Resûl-i Ekrem Efendimiz de ona, peygamberlere, diğer insanlara nisbetle kat kat sevap verildiği gibi, birkaç misli sıkıntı da verildiğini söylemiş, nice peygamberlerin ileri derecede yoksulluk çektiklerini, hattâ bir abayı ortasından kesip boyunlarına geçirdiklerini anlatmış ve:
“Tıpkı sizin zenginliğe sevindiğiniz gibi, onlar da başlarına gelen sıkıntılara sevinirlerdi.” diye sözünü tamamlamıştı.
Bir gün Hz. Îsâ bir domuzla karşılaşınca ona “Haydi, selâmetle git!” dedi.
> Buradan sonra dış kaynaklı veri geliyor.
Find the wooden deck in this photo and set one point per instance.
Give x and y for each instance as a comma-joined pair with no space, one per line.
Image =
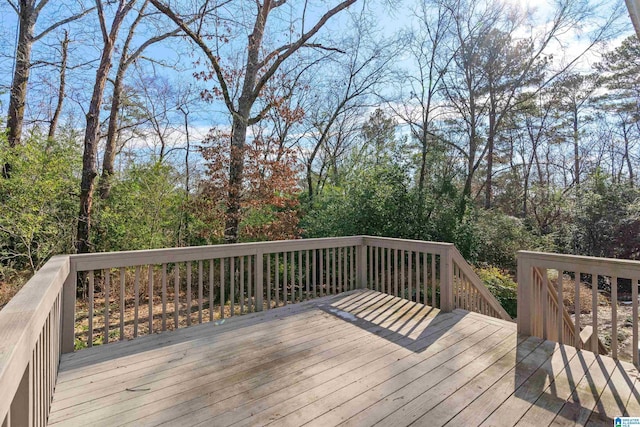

Yakınları ona bu değersiz hayvana neden öyle değerli bir söz söylediğini sordular. “Dilimi kötü söze alıştırmak istemem.” diye cevap verdi.
“Kötülüğü en güzel bir karşılıkla sav.” (Mü’minûn 23/96.) ve “Rahmân’ın has kulları: yeryüzünde mütevâzı bir şekilde yürürler; câhiller kendilerine lâf attığında ise, “Selâmetle!” der geçerler.” (Furkan 25/63.) âyetleri de böyle davranmaya teşvik etmektedir.